Talk to anyone on the international poker scene for any length of time and you’ll never hear a bad word said about the player from Nottingham, England. There are likely to be a few tales of crazy bets with fresh air, turned flushes, horrific outdraws and one-outers on the river. But by general assent, Thew is one of the good guys.

And now he’s the good guy who also done good: Thew is the EPT Baden champion, beating 281 other players to the title and earning €670,800. He said in his pre-match interview that he wanted to pay off his mortgage by the time he was 40. He was $20,000 short and had two weeks until the big day.

Consider it paid. And how about another house? Or a car?

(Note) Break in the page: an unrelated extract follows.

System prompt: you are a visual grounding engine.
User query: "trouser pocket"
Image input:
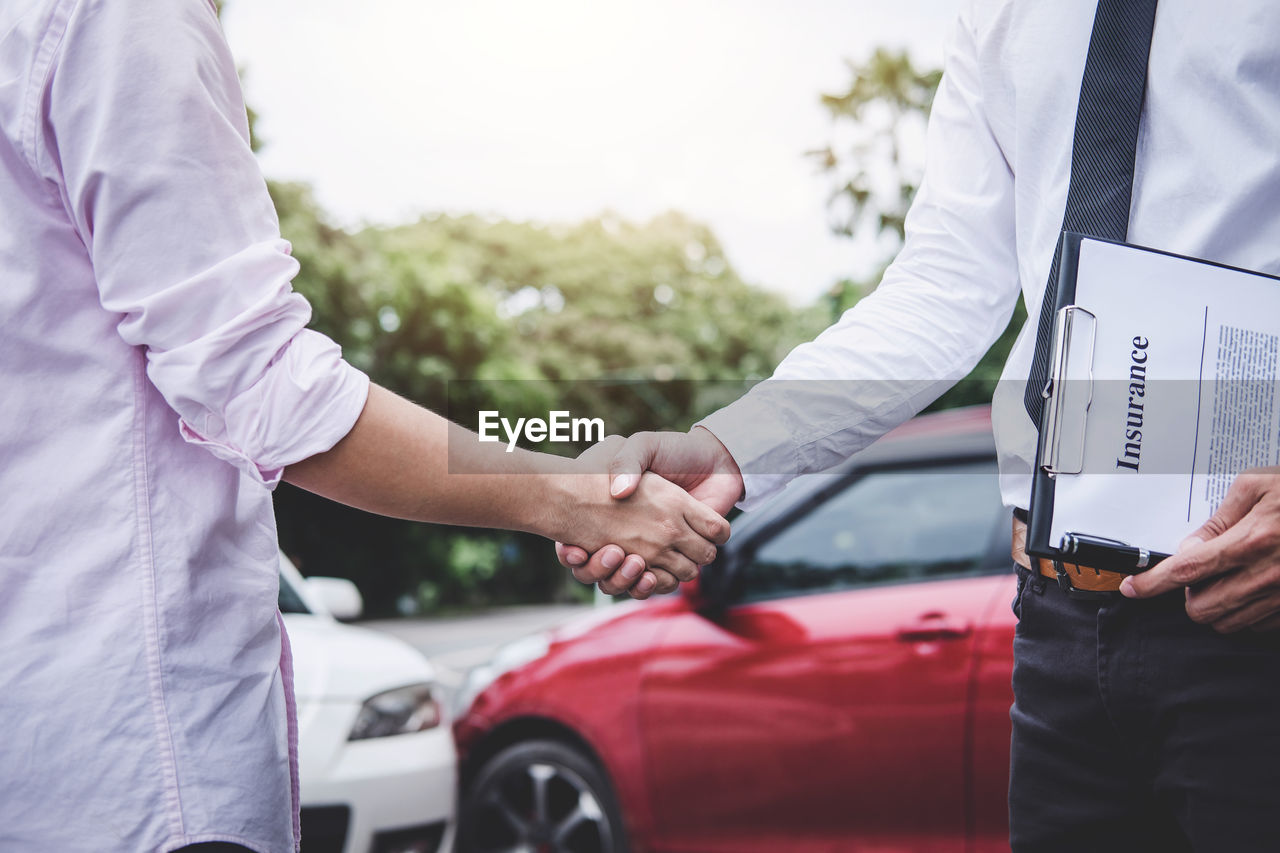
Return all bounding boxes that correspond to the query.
[1011,562,1032,619]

The day started in typical fashion in this picturesque little spa town in the Austrian mountains. We supped coffee, ate luxurious pastries, sampled sauerkraut und wurst as these eight eyed a fortune:

Vladimir Poleshchuk – Russia – 624,000
Julian Thew – England – 610,000
Denes Kalo – Hungary – 468,000
Manfred Hammer – Germany – 369,000
Anton Allemann – Switzerland – 254,000
Thierry van den Berg – Holland – PokerStars player – 227,000
Thomas Fuller – USA – 190,000
Ted Lawson – USA – 81,000

But the players had hardly had a chance to wipe the ketchup from their chops before two were on their way out of the tournament arena.

Both were skewered by Vladimir Poleshchuk, of Russia, the player with a name and unforgiving table manner to prompt a thousand “Impaler” references crackling round the media room.

On the very first hand, Anton Allemann, the Swiss player who had stayed near the chip lead for two days, was busted with ace-king on a king-high flop. Vladimir also had a king but the decisive card was the nine that had also appeared: matching the nine in Poleshchuk’s hand. Auf Wiedersehen, Anton.

The very next hand and Vladimir was at it again. This time, Ted Lawson, the WSOP bracelet holder from the United States, was on his way. Lawson had king-queen of clubs, but Vladimir had found ace-nine of hearts and the flop was all red and heart-shaped. Lawson was despatched, €83,600 richer for his EPT debut.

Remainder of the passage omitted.